If family is not readily found, the search begins. Contact information is pursued in a deceased individual’s belongings.

The next step is checking a series of databases, including those at law enforcement offices.

If that doesn’t work, “that’s when we hit a wall,” Fairman said.

That’s when cases are turned over to Bill Kaufman, Larimer County’s public administrator for more than 20 years. If there’s a large enough estate, Kaufman diligently searches for its rightful owner.

But more often than not, there’s not much of an estate, he said. The smallest estate he’s managed was one penny.

With Kaufman’s blessing, funeral homes take unclaimed bodies on a rotating monthly basis and cremate them, set them on a shelf and hope one day someone will claim them.

Neither Kaufman nor the funeral homes receive payment from the county for their services.

If an estate is large enough, Kaufman takes his fee for services.

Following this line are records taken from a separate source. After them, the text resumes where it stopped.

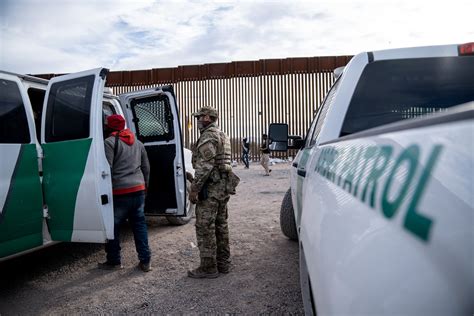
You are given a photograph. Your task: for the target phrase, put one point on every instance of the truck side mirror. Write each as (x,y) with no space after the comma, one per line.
(278,135)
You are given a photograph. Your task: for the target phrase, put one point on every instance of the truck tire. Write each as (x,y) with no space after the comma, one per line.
(287,217)
(190,208)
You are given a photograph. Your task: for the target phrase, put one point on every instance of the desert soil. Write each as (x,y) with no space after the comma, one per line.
(64,279)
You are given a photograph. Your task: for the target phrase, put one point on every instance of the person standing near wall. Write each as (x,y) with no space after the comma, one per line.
(130,171)
(265,159)
(245,152)
(210,190)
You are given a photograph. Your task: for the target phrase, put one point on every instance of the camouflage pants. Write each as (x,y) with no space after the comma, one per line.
(212,231)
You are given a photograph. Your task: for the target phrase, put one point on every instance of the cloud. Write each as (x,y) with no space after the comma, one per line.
(67,36)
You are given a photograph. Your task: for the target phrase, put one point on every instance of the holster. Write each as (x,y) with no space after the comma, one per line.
(204,193)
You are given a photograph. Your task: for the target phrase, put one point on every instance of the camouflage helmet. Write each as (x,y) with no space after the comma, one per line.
(206,110)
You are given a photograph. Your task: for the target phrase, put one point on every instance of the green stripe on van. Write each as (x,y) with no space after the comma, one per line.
(22,216)
(63,168)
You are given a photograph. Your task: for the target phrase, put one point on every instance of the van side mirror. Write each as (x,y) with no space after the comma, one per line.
(278,135)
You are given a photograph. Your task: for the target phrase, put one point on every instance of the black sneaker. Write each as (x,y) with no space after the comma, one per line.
(145,267)
(109,266)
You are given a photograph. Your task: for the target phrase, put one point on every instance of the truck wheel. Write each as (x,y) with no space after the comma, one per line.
(287,217)
(190,208)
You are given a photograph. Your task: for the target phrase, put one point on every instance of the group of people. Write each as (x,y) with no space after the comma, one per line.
(212,185)
(130,171)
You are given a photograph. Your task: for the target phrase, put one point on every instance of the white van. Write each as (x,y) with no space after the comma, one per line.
(55,182)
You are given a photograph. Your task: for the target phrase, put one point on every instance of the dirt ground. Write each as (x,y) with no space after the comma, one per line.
(64,278)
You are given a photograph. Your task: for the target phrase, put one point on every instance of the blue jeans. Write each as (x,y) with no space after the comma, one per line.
(129,206)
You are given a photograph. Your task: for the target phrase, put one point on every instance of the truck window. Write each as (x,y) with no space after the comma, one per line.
(322,114)
(68,111)
(392,90)
(13,122)
(154,120)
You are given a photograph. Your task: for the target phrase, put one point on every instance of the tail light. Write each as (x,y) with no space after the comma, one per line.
(466,49)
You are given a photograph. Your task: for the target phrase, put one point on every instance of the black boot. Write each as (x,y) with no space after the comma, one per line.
(207,270)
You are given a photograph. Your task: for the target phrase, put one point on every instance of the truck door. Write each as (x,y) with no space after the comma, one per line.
(76,176)
(21,204)
(153,116)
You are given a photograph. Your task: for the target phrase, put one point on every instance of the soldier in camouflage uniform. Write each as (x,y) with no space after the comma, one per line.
(212,164)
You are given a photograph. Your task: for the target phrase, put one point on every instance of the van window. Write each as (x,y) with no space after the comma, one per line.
(36,99)
(392,90)
(13,122)
(153,118)
(68,111)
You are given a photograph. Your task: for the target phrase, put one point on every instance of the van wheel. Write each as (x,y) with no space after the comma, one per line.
(190,209)
(287,217)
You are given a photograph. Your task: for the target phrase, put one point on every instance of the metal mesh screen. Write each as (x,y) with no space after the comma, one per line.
(153,119)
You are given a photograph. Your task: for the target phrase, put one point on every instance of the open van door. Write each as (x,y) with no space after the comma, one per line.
(21,204)
(152,115)
(76,175)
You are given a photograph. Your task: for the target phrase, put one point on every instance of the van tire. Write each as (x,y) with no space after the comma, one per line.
(182,220)
(287,217)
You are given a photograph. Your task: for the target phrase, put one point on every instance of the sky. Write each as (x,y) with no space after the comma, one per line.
(63,36)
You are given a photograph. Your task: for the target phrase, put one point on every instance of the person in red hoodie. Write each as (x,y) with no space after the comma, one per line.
(130,171)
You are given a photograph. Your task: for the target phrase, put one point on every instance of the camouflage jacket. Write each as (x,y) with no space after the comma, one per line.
(205,155)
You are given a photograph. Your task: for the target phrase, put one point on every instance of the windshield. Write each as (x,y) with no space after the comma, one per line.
(392,90)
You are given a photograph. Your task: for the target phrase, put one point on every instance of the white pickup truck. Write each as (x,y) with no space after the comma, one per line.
(382,190)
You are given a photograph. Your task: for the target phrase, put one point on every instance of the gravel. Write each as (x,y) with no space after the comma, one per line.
(64,279)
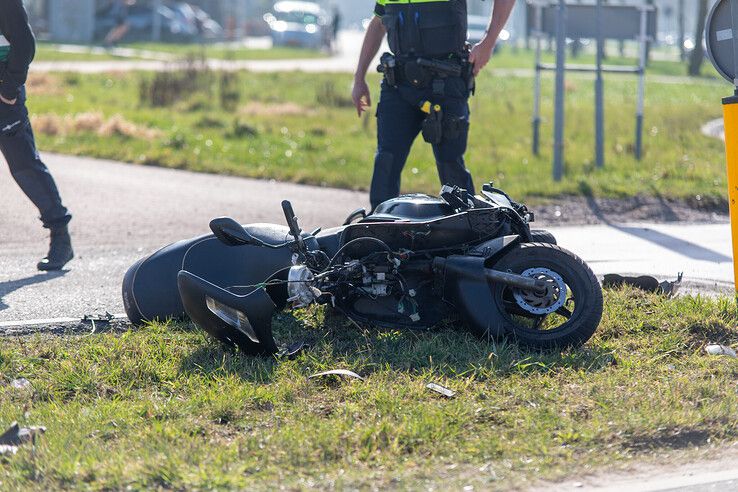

If there’s still money left from the estate, funeral homes can be reimbursed for the cost of cremation, which ranges from $1,100 to $3,000.

If not, funeral home owners take the several thousand dollar hit.

“It’s a burden,” said Steve Vessey of Vessey Funeral Service, 2649 E. Mulberry St. A-1 in Fort Collins. “But we do it cheerfully because we have the best interest of our deceased in our hearts. It’s just too bad that we as individual businesses take the brunt of that.”

While funeral homes can and will ask for family members to settle the estate if someone claims remains, they cannot “hold them hostage” if someone is unable or unwilling to pay, Stephanie aid.

There are 20 unclaimed remains, with one dating to 1997, on Kaufman’s caseload, according to a list published by the Larimer County Medical Examiner’s Office. They’re housed at seven funeral homes across Larimer County. Thirteen additional remains from Kaufman’s list have been claimed or scattered since 2002.

Kaufman’s list only includes people who had no next of kin and were turned over to the Larimer County public administrator when the coroner released their body. Official tracking of those remains began in 2002, meaning there are likely many more unclaimed cremains in Larimer County from before the list began, Fairman said.

But the problem is likely much larger than Kaufman’s caseload.

At Goes Funeral Care, Kaufman’s list accounts for two of about 25 unclaimed people.

The numbers can vary widely depending on how long a funeral home has been open. Vessey Funeral Service has been open for nine years and has two lingering cases without much hope of finding anyone to claim the cremains.

Vessey said both cases are homeless individuals for whom he and his wife held services but no one was able to claim the remains.

“We may hold onto them forever,” Vessey said. “Whoever takes over this funeral home 50 years from now will have to deal with that. That’s pretty sad.”

The law

There is legislation about how such remains can be handled and funeral homes can face legal ramifications if they don’t follow the law. In Colorado, ashes have to be stored in a recoverable manner, meaning they can be interred or stored, for at least three years.

Burying or interring ashes can cost upward of $500 - a cost most funeral homes aren’t willing to pay on cases where they already aren’t reimbursed for cremation.

In Colorado, unclaimed ashes can be scattered anywhere with a permit and the consent of family or the public administrator after three years. Only Goes has asked for this permission, Kaufman said.

Otherwise, remains must be scattered in a dedicated cemetery, scattering garden or consecrated ground used exclusively for scattering. These options typically come at a cost, usually upward of a few hundred dollars, Stephanie said.

It’s a cost most funeral homes can’t afford.

That’s why Chris Goes has his closet.